Under those circumstances, it was not objectively reasonable to believe that defendant's backpack posed an immediate threat of physical injury to the officers. Therefore, the trial court erred in relying on officer safety to justify denying defendant's motion to suppress.
A warrantless search incident to arrest requires a valid arrest. State v. Caraher , 293 Or. 741, 757, 653 P.2d 942 (1982). A valid arrest requires police to have both subjective and objective probable cause to believe that the person committed a crime. State v. Owens , 302 Or. 196, 203-04, 729 P.2d 524 (1986). An officer's belief that the person "possibly" committed a crime is insufficient to satisfy the subjective prong of probable cause. State v. Demus , 141 Or App 509, 513, 919 P.2d 1182 (1996). "The test is not simply what a reasonable officer could have believed when he conducted a warrantless search or seizure, but it is what this officer actually believed[.]" Owens , 302 Or. at 204, 729 P.2d 524 (emphasis in original).
Here, the officers did not have a subjective belief that defendant had committed a crime. Although defendant told the police that the gun found in the car belonged to her, the police body-camera footage showed the officers discussing the fact that they did not believe her, and one of the officers testified as much at the suppression hearing. Indeed, the trial court found that the officers did not believe the gun belonged to defendant, and we are bound by that finding. Because the officers lacked subjective probable cause to arrest defendant for the firearm offense (or any other offense at the time the backpack was searched), a search of the backpack could not be justified based on defendant's arrest. The trial court therefore erred in denying defendant's motion based on the search-incident-to-arrest exception.

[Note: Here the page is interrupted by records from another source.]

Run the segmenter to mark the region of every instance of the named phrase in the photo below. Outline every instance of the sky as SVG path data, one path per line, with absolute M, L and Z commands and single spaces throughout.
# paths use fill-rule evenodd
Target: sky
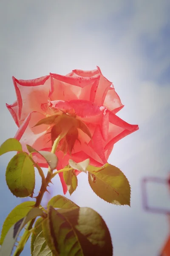
M 144 177 L 165 179 L 170 171 L 170 11 L 169 0 L 1 0 L 0 3 L 0 144 L 17 131 L 5 105 L 16 100 L 13 76 L 33 79 L 50 72 L 65 75 L 99 66 L 125 105 L 117 115 L 139 125 L 139 130 L 115 144 L 108 160 L 130 183 L 130 207 L 102 201 L 91 190 L 84 173 L 79 175 L 71 196 L 66 195 L 101 215 L 110 230 L 114 256 L 158 256 L 170 233 L 167 216 L 144 209 L 141 191 Z M 13 155 L 0 158 L 0 228 L 21 202 L 5 181 L 6 168 Z M 37 177 L 38 189 L 40 180 Z M 57 177 L 54 183 L 51 196 L 62 195 Z M 165 185 L 148 187 L 150 205 L 170 209 Z M 30 255 L 29 244 L 21 255 Z

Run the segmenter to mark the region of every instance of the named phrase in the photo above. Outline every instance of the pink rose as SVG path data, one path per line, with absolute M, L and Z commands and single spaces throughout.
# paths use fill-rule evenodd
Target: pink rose
M 78 162 L 90 158 L 91 164 L 102 166 L 114 144 L 139 129 L 115 114 L 124 106 L 98 67 L 91 71 L 75 70 L 66 76 L 50 73 L 33 80 L 13 80 L 17 100 L 6 106 L 19 128 L 15 138 L 24 150 L 28 144 L 37 150 L 51 151 L 59 126 L 54 127 L 53 123 L 34 127 L 40 120 L 56 115 L 57 122 L 64 117 L 65 125 L 74 124 L 56 152 L 58 169 L 69 159 Z M 34 157 L 40 166 L 47 167 L 43 159 Z M 60 175 L 65 194 L 62 173 Z

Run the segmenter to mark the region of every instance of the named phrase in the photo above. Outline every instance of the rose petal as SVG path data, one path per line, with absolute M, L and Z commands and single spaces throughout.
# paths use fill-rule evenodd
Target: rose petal
M 55 79 L 69 84 L 72 85 L 75 85 L 83 88 L 87 86 L 89 83 L 93 82 L 99 76 L 99 73 L 95 74 L 94 76 L 91 77 L 82 77 L 79 76 L 62 76 L 57 74 L 54 74 L 50 73 L 50 75 Z
M 13 77 L 18 106 L 18 116 L 24 120 L 31 112 L 43 113 L 41 106 L 47 102 L 50 89 L 49 76 L 37 79 L 17 80 Z
M 47 134 L 49 127 L 48 125 L 42 125 L 32 128 L 33 124 L 36 123 L 40 119 L 44 118 L 44 115 L 37 112 L 30 113 L 20 126 L 14 137 L 19 140 L 23 148 L 28 151 L 26 144 L 31 146 L 37 150 L 51 146 L 50 134 Z
M 6 106 L 13 118 L 16 124 L 19 127 L 20 125 L 18 120 L 18 107 L 17 104 L 17 101 L 15 101 L 14 103 L 11 105 L 8 105 L 7 103 L 6 103 Z
M 105 140 L 108 140 L 108 136 L 109 125 L 109 111 L 106 108 L 103 112 L 102 122 L 102 133 Z
M 139 127 L 138 125 L 134 125 L 134 128 L 133 130 L 125 130 L 119 134 L 114 137 L 112 140 L 111 140 L 105 147 L 105 150 L 108 149 L 112 147 L 115 143 L 123 139 L 124 137 L 136 131 L 139 130 Z
M 100 77 L 94 102 L 98 106 L 102 106 L 103 105 L 108 90 L 112 84 L 112 82 L 103 76 L 98 67 L 97 66 L 97 68 L 100 74 Z
M 90 100 L 91 88 L 96 80 L 99 80 L 99 74 L 91 77 L 78 76 L 61 76 L 51 74 L 51 87 L 50 94 L 51 100 L 71 99 Z
M 87 158 L 90 159 L 90 164 L 93 165 L 95 166 L 102 166 L 103 165 L 103 163 L 99 163 L 97 161 L 96 161 L 94 158 L 91 157 L 88 154 L 86 154 L 84 151 L 79 151 L 76 153 L 72 154 L 71 157 L 70 158 L 72 159 L 74 161 L 76 162 L 79 162 L 80 160 L 84 161 Z
M 114 113 L 116 113 L 124 106 L 114 87 L 110 87 L 107 93 L 103 105 Z
M 127 129 L 130 131 L 133 130 L 134 127 L 135 127 L 135 128 L 136 127 L 136 125 L 130 125 L 120 118 L 120 117 L 119 117 L 119 116 L 111 111 L 109 111 L 109 122 L 112 124 L 113 124 L 117 126 L 119 126 L 119 127 L 122 128 L 124 129 Z M 138 126 L 138 125 L 137 125 L 137 126 Z
M 49 104 L 50 108 L 54 108 L 66 111 L 72 110 L 73 107 L 67 101 L 64 100 L 54 100 L 51 101 Z
M 85 77 L 91 77 L 95 75 L 99 75 L 98 70 L 74 70 L 72 72 L 69 73 L 67 76 L 82 76 Z
M 83 122 L 93 124 L 100 122 L 104 108 L 100 108 L 93 102 L 85 100 L 71 100 L 69 104 Z
M 93 135 L 92 140 L 90 142 L 88 145 L 94 148 L 96 153 L 102 159 L 104 164 L 107 163 L 105 154 L 104 140 L 102 137 L 102 131 L 99 125 L 96 126 Z

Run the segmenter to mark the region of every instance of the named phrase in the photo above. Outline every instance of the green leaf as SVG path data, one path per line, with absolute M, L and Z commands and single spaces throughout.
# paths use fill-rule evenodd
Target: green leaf
M 51 116 L 43 118 L 39 121 L 33 127 L 40 125 L 52 125 L 52 124 L 54 123 L 55 119 L 59 115 L 54 115 L 54 116 Z
M 38 216 L 43 216 L 44 213 L 40 208 L 34 208 L 30 210 L 26 216 L 18 221 L 8 230 L 0 250 L 0 256 L 10 256 L 14 245 L 21 230 L 31 219 Z
M 0 239 L 0 244 L 2 244 L 3 240 L 10 227 L 21 218 L 27 214 L 29 211 L 35 204 L 35 202 L 29 201 L 19 204 L 11 212 L 3 223 Z
M 32 196 L 35 186 L 35 172 L 28 155 L 21 152 L 11 159 L 6 168 L 6 181 L 9 189 L 17 197 Z
M 48 218 L 42 222 L 42 227 L 46 242 L 47 243 L 48 247 L 51 250 L 52 253 L 53 253 L 55 256 L 61 256 L 61 255 L 59 256 L 54 244 L 54 242 L 57 242 L 57 241 L 54 241 L 51 236 L 50 230 L 49 216 L 48 216 Z
M 76 163 L 73 160 L 70 159 L 68 161 L 69 165 L 75 170 L 78 170 L 80 172 L 86 172 L 86 168 L 89 164 L 90 159 L 88 158 L 82 162 Z
M 29 145 L 26 145 L 26 146 L 28 150 L 30 153 L 37 153 L 45 158 L 48 164 L 50 166 L 51 170 L 53 171 L 56 169 L 57 164 L 58 158 L 55 154 L 42 150 L 37 151 Z
M 42 219 L 38 219 L 32 233 L 31 250 L 32 256 L 52 256 L 52 252 L 47 245 L 42 231 L 41 222 Z
M 113 204 L 130 206 L 130 186 L 119 168 L 106 163 L 100 168 L 88 166 L 87 169 L 90 185 L 97 195 Z
M 10 151 L 23 151 L 21 143 L 16 139 L 8 139 L 1 145 L 0 147 L 0 156 Z
M 48 233 L 52 242 L 49 247 L 60 256 L 112 256 L 108 229 L 101 216 L 92 209 L 56 210 L 50 207 L 48 220 L 44 233 Z
M 63 172 L 63 177 L 68 191 L 71 195 L 77 186 L 77 176 L 74 170 L 70 170 L 67 172 Z
M 71 200 L 68 199 L 63 195 L 58 195 L 52 198 L 48 203 L 48 206 L 50 205 L 54 208 L 74 208 L 79 207 Z

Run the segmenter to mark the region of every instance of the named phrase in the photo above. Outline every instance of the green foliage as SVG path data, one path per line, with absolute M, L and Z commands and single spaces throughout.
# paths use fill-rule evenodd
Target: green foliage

Turning to the final basis for the trial court's decision, defendant argues that she is entitled to suppression because the search of her backpack exceeded the permissible scope of a search incident to the driver's arrest, as the backpack was not within the "immediate control" of the driver prior to his arrest. To support her contention that the scope of the search exceeded the space within the driver's immediate control—and was therefore unreasonable—defendant points to the facts that the backpack was on the passenger-door side of her seat beside her, the police knew it belonged to her, and there was nothing to independently connect the driver to the backpack. The state responds that, because the backpack held by defendant was within arm's reach of the driver just before his arrest, it was within his "immediate control," permitting the police to search the backpack incident to his arrest.